T2000 apache, prefork or worker?
These tests were done with 2.2.3 prefork and 2.2.4 with worker. Both of them were tested with mem_cache and without. mem_cache seemed to really improve the performance of prefork but it didn’t do anything for worker, it actually hurt the performance by a little bit. Worker also seemed to drop a core file when it got too much traffic. The index.html is a small 175 byte file that loads a 5 of the apache powered by gif files and the httpd.conf were both stripped with minimal modules loaded. From the transfer rate apache bench shows I think the bottleneck here is the network.
The mem_cache settings:
CacheEnable mem /
MCacheSize 320000
MCacheMaxObjectCount 1000
MCacheMinObjectSize 1
MCacheMaxObjectSize 4048
Apache 2.2.3, prefork with mem_cache (-n 100000 -c 1000):
Requests per second: 11566.21 [#/sec] (mean)

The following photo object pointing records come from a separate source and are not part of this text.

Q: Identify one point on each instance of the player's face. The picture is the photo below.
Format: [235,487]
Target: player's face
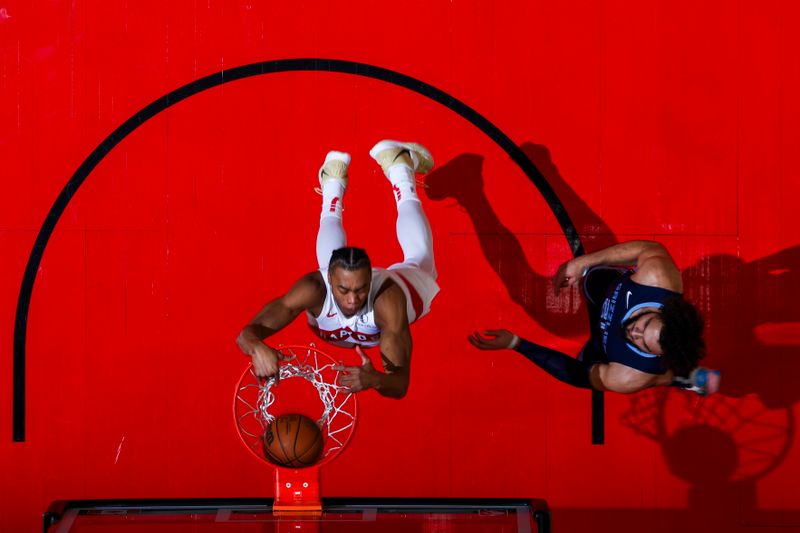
[643,331]
[350,288]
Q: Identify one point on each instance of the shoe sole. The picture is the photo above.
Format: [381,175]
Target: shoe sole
[424,157]
[333,155]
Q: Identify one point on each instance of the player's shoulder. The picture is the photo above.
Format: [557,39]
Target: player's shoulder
[621,378]
[313,280]
[390,300]
[310,287]
[659,271]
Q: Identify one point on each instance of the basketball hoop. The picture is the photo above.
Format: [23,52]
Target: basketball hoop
[256,404]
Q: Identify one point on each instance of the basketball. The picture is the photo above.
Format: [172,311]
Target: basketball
[293,440]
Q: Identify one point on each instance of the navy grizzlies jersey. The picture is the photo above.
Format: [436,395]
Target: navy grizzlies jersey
[625,298]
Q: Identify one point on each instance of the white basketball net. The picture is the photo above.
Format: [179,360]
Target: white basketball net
[255,398]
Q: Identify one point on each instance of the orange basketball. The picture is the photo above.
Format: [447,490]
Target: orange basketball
[293,440]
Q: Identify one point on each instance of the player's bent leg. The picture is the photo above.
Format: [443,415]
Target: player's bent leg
[329,237]
[414,235]
[419,286]
[333,183]
[400,162]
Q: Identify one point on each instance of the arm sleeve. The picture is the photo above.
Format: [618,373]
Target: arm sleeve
[559,365]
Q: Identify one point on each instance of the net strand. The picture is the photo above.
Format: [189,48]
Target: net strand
[335,419]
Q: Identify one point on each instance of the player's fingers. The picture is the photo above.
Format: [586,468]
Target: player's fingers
[364,359]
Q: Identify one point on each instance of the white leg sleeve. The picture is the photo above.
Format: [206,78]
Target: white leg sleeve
[414,235]
[330,237]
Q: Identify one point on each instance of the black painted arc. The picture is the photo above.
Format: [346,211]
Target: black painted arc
[214,80]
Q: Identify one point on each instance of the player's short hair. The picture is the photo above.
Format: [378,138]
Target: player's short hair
[349,258]
[681,336]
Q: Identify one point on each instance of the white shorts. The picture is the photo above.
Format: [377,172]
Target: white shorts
[419,287]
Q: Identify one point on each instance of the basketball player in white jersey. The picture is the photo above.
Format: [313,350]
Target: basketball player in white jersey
[349,303]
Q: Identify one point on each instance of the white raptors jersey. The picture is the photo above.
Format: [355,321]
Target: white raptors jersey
[332,326]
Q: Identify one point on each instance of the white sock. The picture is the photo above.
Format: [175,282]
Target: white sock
[332,196]
[414,235]
[403,184]
[329,237]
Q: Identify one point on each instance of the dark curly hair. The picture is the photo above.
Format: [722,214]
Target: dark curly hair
[349,258]
[681,336]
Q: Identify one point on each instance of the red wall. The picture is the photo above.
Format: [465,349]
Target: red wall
[665,120]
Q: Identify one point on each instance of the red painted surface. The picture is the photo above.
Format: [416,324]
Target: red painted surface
[668,120]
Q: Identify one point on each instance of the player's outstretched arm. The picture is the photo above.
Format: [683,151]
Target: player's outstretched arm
[654,265]
[308,292]
[391,317]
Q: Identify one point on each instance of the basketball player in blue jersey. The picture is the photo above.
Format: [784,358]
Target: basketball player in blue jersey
[643,333]
[347,302]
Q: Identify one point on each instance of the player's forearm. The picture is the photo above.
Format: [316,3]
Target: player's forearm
[623,254]
[392,384]
[251,336]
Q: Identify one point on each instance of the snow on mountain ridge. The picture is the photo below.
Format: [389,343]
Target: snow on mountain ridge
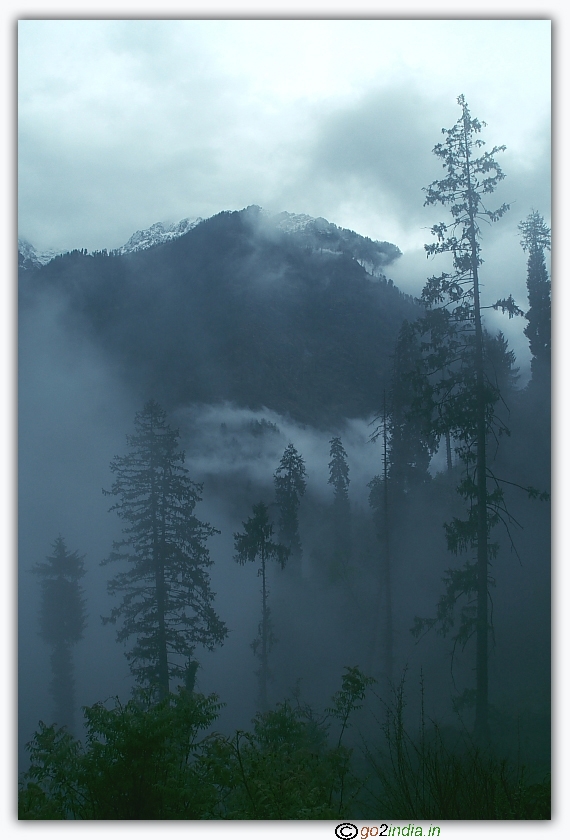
[156,234]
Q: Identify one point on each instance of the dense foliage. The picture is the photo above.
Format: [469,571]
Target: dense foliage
[167,603]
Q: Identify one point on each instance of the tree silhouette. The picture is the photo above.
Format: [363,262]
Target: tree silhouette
[459,396]
[290,486]
[62,622]
[535,238]
[167,600]
[252,544]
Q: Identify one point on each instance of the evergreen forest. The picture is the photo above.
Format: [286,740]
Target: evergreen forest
[284,530]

Apache 2.2.3, prefork without mem_cache (-n 100000 -c 1000):
Requests per second: 9492.40 [#/sec] (mean)
Apache 2.2.4, worker with mem_cache (-n 100000 -c 1000):
Requests per second: 12118.41 [#/sec] (mean)
Apache 2.2.4, worker without mem_cache (-n 100000 -c 1000):
Requests per second: 12413.07 [#/sec] (mean)
March 3rd, 2007 at 9:47 am
I prefer the event MPM over the prefork and worker MPMs, since the event MPM now supports event ports, and scales better than the worker MPM. That said, I believe the event MPM is still classified as a work in progress, so it’s not for the faint of heart. We are currently using it to serve static content, and it rocks on Solaris 10!!
- Ryan
March 3rd, 2007 at 8:23 pm
What happens if you run these tests using libmtmalloc ?
March 4th, 2007 at 5:13 pm
Just tested it, didn’t make much of a difference.